Another struggle in a company whose culture is based around stack ranking is being “in with the boss.” Performance reviews, especially when they aren’t largely based on self-evaluations, can often feel biased based toward the manager’s attitude or relationship with a certain employee. Stack ranking is meant to be objective and to bring people further toward the top who have worked hard and accomplished more than most, but the truth is that it often becomes subjective; those in the top exemplary section of the curve are the ones who simply get along best with the management.

The Alternative to Stack Ranking

Instead of ranking everyone in your office compared to each other, try comparing them to themselves and their individual goals.
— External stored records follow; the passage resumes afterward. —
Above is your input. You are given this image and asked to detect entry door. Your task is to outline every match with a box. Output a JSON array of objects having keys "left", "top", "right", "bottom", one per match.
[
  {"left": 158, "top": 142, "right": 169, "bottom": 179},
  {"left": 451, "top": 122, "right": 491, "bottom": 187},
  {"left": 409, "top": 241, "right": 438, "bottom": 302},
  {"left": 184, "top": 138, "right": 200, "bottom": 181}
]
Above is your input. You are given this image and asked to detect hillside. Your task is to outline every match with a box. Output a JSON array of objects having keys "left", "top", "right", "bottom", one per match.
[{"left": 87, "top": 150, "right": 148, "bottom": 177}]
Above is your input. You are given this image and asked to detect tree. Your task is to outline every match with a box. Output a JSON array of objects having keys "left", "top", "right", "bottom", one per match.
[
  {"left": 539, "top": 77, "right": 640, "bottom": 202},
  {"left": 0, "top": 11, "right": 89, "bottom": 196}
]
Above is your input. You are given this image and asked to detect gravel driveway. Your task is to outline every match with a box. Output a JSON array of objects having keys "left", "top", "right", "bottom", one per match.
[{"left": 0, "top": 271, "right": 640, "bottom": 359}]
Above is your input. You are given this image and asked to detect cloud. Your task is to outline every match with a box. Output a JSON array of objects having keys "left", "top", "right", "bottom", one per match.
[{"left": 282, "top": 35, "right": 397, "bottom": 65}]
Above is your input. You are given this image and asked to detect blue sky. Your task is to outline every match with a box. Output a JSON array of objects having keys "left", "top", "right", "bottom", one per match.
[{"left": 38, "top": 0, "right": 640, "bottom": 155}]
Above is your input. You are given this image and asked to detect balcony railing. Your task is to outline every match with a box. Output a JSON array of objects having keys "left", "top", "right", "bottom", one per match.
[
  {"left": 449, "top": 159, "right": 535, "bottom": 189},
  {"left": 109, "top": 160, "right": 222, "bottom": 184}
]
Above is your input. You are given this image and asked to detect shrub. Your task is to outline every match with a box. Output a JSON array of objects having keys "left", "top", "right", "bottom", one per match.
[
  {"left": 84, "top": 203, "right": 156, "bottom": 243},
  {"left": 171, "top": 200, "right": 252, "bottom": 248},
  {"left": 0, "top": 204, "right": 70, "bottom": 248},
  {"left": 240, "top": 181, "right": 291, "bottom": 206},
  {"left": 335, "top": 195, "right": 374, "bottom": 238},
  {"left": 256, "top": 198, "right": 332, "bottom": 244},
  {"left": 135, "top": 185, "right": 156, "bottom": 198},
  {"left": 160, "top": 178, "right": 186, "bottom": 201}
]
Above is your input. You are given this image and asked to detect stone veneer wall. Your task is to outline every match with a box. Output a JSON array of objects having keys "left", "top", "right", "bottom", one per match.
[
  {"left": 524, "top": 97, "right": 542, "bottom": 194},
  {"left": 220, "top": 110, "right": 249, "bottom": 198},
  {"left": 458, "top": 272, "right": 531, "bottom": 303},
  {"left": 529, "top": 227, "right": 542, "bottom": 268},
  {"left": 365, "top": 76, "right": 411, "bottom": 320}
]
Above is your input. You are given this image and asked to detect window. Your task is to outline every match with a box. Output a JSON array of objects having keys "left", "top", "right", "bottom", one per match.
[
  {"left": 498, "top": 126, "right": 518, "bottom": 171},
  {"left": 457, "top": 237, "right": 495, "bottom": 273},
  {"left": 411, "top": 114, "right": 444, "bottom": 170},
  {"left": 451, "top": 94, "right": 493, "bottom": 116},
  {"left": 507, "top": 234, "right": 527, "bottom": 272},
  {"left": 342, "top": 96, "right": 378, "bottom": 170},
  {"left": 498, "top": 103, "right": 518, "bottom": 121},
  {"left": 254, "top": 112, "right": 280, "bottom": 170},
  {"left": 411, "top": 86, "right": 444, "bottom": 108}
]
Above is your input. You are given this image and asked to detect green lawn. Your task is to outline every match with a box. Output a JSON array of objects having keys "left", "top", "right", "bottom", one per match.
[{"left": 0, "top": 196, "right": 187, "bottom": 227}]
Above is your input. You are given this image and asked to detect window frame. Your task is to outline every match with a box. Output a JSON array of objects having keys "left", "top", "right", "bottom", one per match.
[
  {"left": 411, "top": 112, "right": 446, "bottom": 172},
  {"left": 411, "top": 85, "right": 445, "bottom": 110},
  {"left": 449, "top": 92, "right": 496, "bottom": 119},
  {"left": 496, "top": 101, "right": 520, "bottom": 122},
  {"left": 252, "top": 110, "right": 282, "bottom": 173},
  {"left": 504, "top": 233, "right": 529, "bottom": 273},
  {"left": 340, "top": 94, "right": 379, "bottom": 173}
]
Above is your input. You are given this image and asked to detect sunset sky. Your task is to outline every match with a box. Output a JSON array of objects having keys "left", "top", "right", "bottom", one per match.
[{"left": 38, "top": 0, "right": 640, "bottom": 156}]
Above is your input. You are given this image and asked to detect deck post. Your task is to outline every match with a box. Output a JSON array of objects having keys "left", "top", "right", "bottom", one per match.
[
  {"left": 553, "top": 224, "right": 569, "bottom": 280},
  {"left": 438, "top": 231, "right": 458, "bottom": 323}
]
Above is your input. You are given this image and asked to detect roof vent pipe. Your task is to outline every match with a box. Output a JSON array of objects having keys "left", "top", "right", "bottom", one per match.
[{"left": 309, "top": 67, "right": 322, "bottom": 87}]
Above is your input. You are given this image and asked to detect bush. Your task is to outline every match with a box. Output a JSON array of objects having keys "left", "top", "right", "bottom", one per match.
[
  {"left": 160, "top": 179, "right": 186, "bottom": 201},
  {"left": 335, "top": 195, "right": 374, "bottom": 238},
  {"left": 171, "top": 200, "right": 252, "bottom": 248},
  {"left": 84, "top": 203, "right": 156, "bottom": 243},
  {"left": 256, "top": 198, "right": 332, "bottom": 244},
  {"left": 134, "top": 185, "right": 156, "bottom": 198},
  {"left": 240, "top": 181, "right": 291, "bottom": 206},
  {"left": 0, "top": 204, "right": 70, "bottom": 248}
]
Annual performance reviews should be about each unique employee and their strengths, goals, and areas of improvement concerning their place in the company. There is plenty of motivation to improve, especially when one’s management is willing to give them resources to improve.

Letting go of stack ranking also simplifies company policy and allows for leeway when trying to help employees obtain their potential. Most managers don’t wake up saying, “Ah, yes, today I can’t wait to fire 10 of the people who have worked so hard for me over the past year.” Instead, doesn’t it seem much more efficient and positive to be able to say to people, “Here are the areas where we need to see you grow. We have these resources in place that can help you get there. Let’s set a goal for where we both think you could be next year, touching base on progress every couple of months.”

Moving Ahead to Something Better

Even if this was a common way to run a business in past decades, it doesn’t have to be the way of the future. As the common saying goes, “When you know better, you do better.” There are plenty of opportunities to praise innovation, creativity, and motivation and value each employee for their unique strengths and abilities while still expecting a community of improvement and growth.

Companies who embrace flexibility, offer professional development and growth opportunities. And challenge their employees with support and scaffolding find that not only are their team members willing to take risks and try new ideas.  But that they create communities in which people encourage and help one another, share knowledge, and experience, and bring questions to their superiors without fear of retribution.

This type of culture doesn’t just improve the struggling employees, but the ones on top as well. As the manager, you don’t have to take on the task of guiding and leading the employees who need help. Instead, utilize the strengths you have in your veteran team members. They can share their knowledge, help others grow, and create systems for efficiency, productivity, and profit. All of this together is much more likely to bring your business toward success.